The Nemotron 3 Ultra is not just a "scaled-up transformer." It is based on a hybrid architecture combining three approaches: Mamba-2 layers, Attention, and Latent MoE (Mixture of Experts). Mamba-2 processes long texts quickly and efficiently — costs grow linearly, not exponentially. Attention accurately handles large context volumes. And Latent MoE compresses data before passing it to experts, allowing each to work narrowly and precisely without unnecessary computation.

The model has approximately 550 billion parameters in total, but only about 55 billion are activated for processing each token. This gives it 5–6 times higher throughput than comparable models and roughly 30% lower task costs. The context window is 1 million tokens, with a speed exceeding 300 tokens per second.

Strategy: Free AI as a Driver for Hardware Sales

The main value of the release is not the model itself, but the ecosystem NVIDIA is building around its hardware. The logic is simple: anyone running Nemotron is almost certainly doing so on NVIDIA GPUs, fine-tuning it with NVIDIA tools, and deploying it on NVIDIA software. Openness here is not charity, but a way to steer developers back to purchasing the company's hardware.

With a market capitalization exceeding $5 trillion, training Nemotron 3 Ultra — which likely cost hundreds of millions of dollars — is a nearly negligible expense for NVIDIA. GPU sales more than cover the research costs, allowing the company to give the model away for free and still earn more than closed competitors do with paid access.

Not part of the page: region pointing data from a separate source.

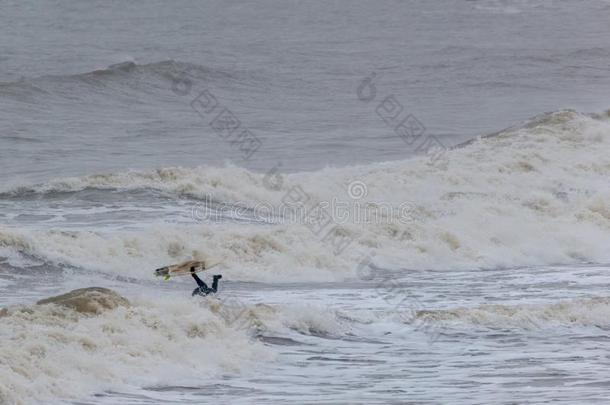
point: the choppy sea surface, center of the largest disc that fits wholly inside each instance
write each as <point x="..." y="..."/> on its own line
<point x="410" y="201"/>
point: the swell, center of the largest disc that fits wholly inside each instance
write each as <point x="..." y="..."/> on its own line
<point x="536" y="194"/>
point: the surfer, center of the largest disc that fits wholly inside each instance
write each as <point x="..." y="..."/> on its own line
<point x="203" y="288"/>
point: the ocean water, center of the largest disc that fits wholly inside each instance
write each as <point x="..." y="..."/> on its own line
<point x="409" y="200"/>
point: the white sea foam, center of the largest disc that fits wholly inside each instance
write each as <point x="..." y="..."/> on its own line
<point x="50" y="351"/>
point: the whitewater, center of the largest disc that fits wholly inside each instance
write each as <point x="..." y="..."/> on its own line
<point x="525" y="208"/>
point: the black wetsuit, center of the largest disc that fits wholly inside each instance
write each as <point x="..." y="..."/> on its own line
<point x="203" y="288"/>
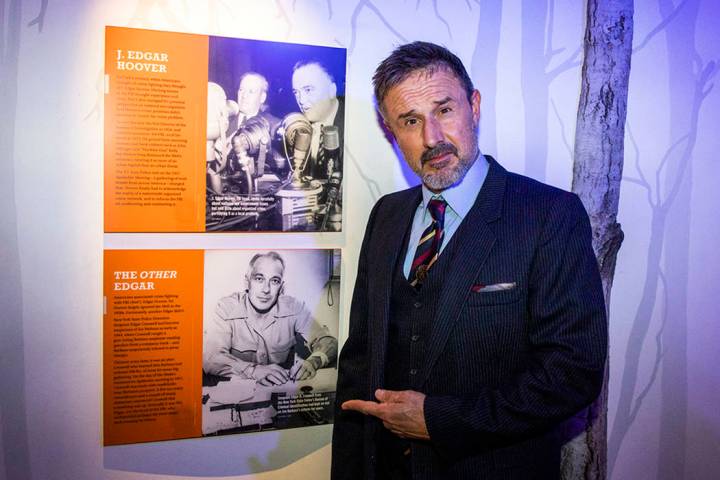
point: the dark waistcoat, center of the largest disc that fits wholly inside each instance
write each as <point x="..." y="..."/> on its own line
<point x="411" y="316"/>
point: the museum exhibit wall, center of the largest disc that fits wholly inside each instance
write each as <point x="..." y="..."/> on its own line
<point x="525" y="59"/>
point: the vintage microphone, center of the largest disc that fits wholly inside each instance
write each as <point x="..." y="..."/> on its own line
<point x="332" y="195"/>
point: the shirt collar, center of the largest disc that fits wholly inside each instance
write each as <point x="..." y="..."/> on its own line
<point x="461" y="196"/>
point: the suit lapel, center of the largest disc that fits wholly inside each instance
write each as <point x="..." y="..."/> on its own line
<point x="474" y="240"/>
<point x="391" y="230"/>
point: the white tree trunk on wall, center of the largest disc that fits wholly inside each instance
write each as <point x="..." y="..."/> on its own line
<point x="597" y="171"/>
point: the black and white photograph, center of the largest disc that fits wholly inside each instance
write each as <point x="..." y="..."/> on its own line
<point x="270" y="339"/>
<point x="275" y="128"/>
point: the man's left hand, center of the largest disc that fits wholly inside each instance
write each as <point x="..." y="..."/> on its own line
<point x="401" y="412"/>
<point x="305" y="369"/>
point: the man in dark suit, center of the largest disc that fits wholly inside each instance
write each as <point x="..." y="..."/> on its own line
<point x="478" y="322"/>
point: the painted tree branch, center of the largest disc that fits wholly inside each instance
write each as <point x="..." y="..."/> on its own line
<point x="597" y="172"/>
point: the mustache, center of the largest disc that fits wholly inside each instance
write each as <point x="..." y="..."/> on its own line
<point x="436" y="151"/>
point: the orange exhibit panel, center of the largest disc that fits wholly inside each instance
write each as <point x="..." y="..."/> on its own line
<point x="152" y="345"/>
<point x="155" y="110"/>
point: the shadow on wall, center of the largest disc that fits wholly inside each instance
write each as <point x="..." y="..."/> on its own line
<point x="241" y="454"/>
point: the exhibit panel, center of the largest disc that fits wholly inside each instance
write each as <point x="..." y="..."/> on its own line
<point x="268" y="159"/>
<point x="60" y="247"/>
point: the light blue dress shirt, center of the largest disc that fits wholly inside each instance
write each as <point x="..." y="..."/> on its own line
<point x="459" y="197"/>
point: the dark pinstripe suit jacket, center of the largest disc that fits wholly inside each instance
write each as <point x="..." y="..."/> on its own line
<point x="503" y="368"/>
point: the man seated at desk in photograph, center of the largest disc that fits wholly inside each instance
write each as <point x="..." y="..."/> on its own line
<point x="264" y="335"/>
<point x="315" y="91"/>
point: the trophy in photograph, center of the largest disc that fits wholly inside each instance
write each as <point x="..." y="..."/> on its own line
<point x="297" y="134"/>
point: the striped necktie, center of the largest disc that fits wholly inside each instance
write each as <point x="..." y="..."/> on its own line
<point x="428" y="247"/>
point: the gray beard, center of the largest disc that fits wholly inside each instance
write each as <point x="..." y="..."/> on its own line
<point x="441" y="180"/>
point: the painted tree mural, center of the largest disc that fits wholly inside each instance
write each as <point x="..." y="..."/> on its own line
<point x="597" y="171"/>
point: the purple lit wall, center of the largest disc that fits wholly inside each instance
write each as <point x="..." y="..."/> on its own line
<point x="525" y="58"/>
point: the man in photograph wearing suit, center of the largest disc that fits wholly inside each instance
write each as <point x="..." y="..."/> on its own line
<point x="478" y="322"/>
<point x="315" y="92"/>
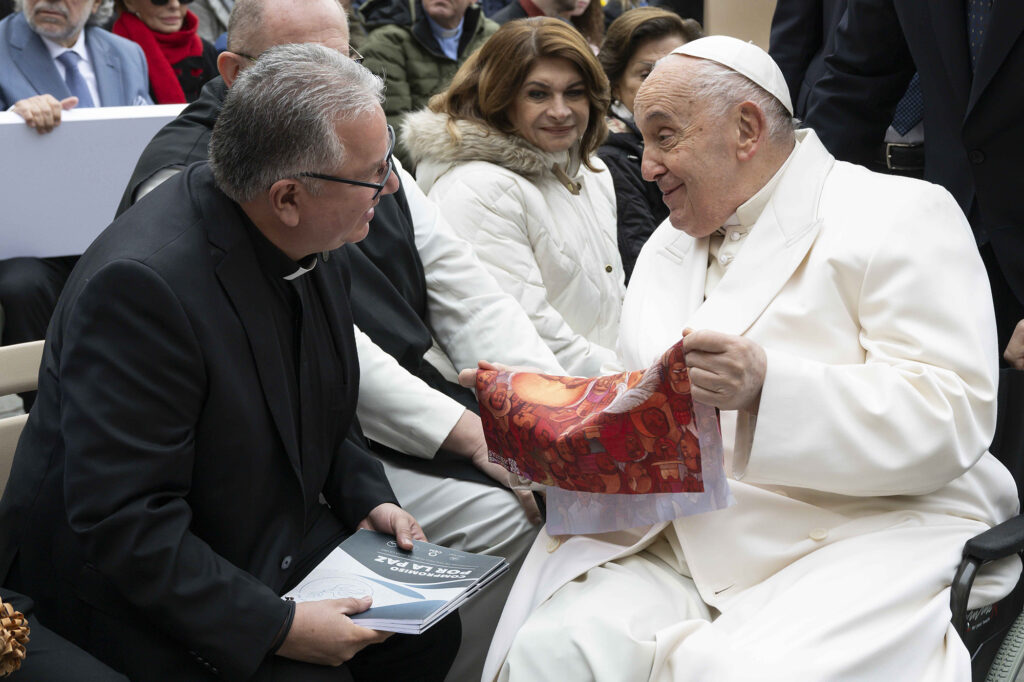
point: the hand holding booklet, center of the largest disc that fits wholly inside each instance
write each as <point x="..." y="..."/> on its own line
<point x="411" y="590"/>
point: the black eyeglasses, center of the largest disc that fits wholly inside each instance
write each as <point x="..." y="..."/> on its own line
<point x="379" y="187"/>
<point x="352" y="54"/>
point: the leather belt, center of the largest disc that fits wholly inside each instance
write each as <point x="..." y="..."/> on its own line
<point x="903" y="157"/>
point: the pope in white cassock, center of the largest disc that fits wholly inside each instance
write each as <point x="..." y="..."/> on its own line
<point x="842" y="322"/>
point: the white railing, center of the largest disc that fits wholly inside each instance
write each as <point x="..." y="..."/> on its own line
<point x="59" y="190"/>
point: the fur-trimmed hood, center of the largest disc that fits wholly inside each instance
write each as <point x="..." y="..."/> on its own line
<point x="428" y="139"/>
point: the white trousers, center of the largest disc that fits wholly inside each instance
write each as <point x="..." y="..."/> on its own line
<point x="846" y="611"/>
<point x="472" y="517"/>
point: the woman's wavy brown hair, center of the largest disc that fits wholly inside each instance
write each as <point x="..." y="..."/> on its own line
<point x="484" y="89"/>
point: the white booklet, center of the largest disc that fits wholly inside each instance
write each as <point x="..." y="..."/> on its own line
<point x="411" y="590"/>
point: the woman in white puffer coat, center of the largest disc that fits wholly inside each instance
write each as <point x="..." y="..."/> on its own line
<point x="507" y="153"/>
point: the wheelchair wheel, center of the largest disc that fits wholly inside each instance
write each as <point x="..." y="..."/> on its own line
<point x="1009" y="663"/>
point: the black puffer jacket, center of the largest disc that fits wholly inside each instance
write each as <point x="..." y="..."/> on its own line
<point x="639" y="202"/>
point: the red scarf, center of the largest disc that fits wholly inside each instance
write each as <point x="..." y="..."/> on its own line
<point x="162" y="50"/>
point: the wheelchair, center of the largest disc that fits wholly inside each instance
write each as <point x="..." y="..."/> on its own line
<point x="994" y="634"/>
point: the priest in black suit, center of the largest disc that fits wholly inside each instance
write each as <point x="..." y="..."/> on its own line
<point x="185" y="462"/>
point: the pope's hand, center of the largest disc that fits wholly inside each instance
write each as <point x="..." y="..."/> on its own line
<point x="1014" y="354"/>
<point x="726" y="371"/>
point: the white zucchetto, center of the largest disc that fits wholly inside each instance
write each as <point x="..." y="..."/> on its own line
<point x="745" y="58"/>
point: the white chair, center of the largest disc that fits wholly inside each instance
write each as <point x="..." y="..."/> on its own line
<point x="18" y="372"/>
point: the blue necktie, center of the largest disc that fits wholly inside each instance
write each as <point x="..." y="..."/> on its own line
<point x="910" y="109"/>
<point x="73" y="77"/>
<point x="977" y="20"/>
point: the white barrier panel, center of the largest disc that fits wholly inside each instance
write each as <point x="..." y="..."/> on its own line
<point x="59" y="190"/>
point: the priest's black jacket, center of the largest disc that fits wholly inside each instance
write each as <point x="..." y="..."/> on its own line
<point x="160" y="502"/>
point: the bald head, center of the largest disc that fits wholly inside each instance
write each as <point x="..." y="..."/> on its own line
<point x="258" y="25"/>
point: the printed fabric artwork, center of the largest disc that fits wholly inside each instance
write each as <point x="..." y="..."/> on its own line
<point x="629" y="433"/>
<point x="613" y="453"/>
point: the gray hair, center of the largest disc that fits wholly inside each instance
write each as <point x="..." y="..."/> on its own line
<point x="246" y="22"/>
<point x="280" y="116"/>
<point x="721" y="88"/>
<point x="245" y="28"/>
<point x="103" y="12"/>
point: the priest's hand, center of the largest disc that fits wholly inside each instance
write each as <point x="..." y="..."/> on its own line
<point x="1014" y="354"/>
<point x="726" y="371"/>
<point x="394" y="520"/>
<point x="466" y="438"/>
<point x="322" y="632"/>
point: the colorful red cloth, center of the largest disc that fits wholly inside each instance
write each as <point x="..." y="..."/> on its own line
<point x="162" y="50"/>
<point x="629" y="433"/>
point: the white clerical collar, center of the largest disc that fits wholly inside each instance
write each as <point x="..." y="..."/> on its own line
<point x="56" y="49"/>
<point x="305" y="265"/>
<point x="751" y="210"/>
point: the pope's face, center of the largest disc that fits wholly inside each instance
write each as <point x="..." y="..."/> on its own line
<point x="687" y="152"/>
<point x="60" y="20"/>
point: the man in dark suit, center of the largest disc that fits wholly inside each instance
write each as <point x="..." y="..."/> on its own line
<point x="802" y="36"/>
<point x="970" y="56"/>
<point x="50" y="61"/>
<point x="186" y="462"/>
<point x="39" y="81"/>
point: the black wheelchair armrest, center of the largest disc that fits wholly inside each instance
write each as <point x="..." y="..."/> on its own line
<point x="996" y="543"/>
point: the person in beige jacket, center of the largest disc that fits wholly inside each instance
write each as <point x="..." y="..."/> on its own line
<point x="842" y="322"/>
<point x="508" y="154"/>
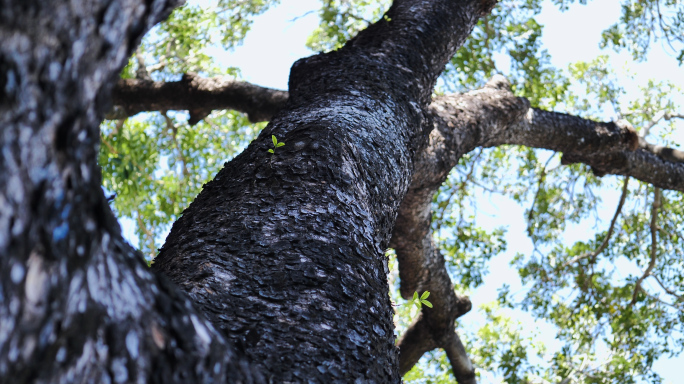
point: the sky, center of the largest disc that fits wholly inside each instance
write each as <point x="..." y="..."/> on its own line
<point x="277" y="40"/>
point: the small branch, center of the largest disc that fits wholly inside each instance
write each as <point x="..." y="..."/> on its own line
<point x="654" y="244"/>
<point x="463" y="369"/>
<point x="174" y="135"/>
<point x="611" y="228"/>
<point x="196" y="94"/>
<point x="669" y="291"/>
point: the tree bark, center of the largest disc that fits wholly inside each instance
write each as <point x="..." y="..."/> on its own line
<point x="77" y="303"/>
<point x="286" y="251"/>
<point x="459" y="123"/>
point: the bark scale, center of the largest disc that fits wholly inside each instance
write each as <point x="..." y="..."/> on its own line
<point x="77" y="304"/>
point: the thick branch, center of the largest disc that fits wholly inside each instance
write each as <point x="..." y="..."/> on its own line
<point x="77" y="303"/>
<point x="197" y="95"/>
<point x="459" y="123"/>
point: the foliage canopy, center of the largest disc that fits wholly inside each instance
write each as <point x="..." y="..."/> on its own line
<point x="608" y="329"/>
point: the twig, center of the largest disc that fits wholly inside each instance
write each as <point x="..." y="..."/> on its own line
<point x="174" y="132"/>
<point x="654" y="231"/>
<point x="611" y="229"/>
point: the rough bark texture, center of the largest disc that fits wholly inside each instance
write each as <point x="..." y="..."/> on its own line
<point x="77" y="304"/>
<point x="197" y="95"/>
<point x="458" y="123"/>
<point x="286" y="252"/>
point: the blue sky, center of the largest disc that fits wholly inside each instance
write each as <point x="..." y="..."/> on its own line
<point x="276" y="41"/>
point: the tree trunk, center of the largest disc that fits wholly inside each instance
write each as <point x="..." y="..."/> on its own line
<point x="77" y="303"/>
<point x="285" y="251"/>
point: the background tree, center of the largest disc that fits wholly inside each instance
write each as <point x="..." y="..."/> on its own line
<point x="150" y="163"/>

The political context adds further weight to the release. An open American model can be inspected, modified, and run on one's own servers — making it attractive for countries building independent national AI, from Europe to Southeast Asia. Such a model cannot be remotely disabled, which is especially valuable amid recent restrictions surrounding closed models.

Where the Model Falls Short and What's Next

Despite its strengths, the Nemotron 3 Ultra is not the smartest model on the market. In the independent Artificial Analysis Intelligence Index, it scored 48 points — the best result among open US models, but trailing leaders like Kimi K2.6 (54 points) and DeepSeek. Open models, according to analysts, lag behind closed ones by three to seven months.

But this gap, in my view, matters less and less if an open model is simply sufficient for real-world tasks. A bank deploying Nemotron 3 Ultra to process loans on its own servers doesn't need flagship-level intelligence — it needs a model that can be fine-tuned on proprietary data, kept within a secure perimeter, and not hand over confidential information to third parties.

My conclusion: NVIDIA's bet on efficiency rather than benchmark records may prove more farsighted. In mass AI adoption, the cost of running a model comes to the forefront, and one that is almost as capable but five times cheaper wins in real-world deployment. I expect the open ecosystem to only strengthen: NVIDIA has the resources, motivation, and distribution channels to release increasingly powerful open models faster than any other company.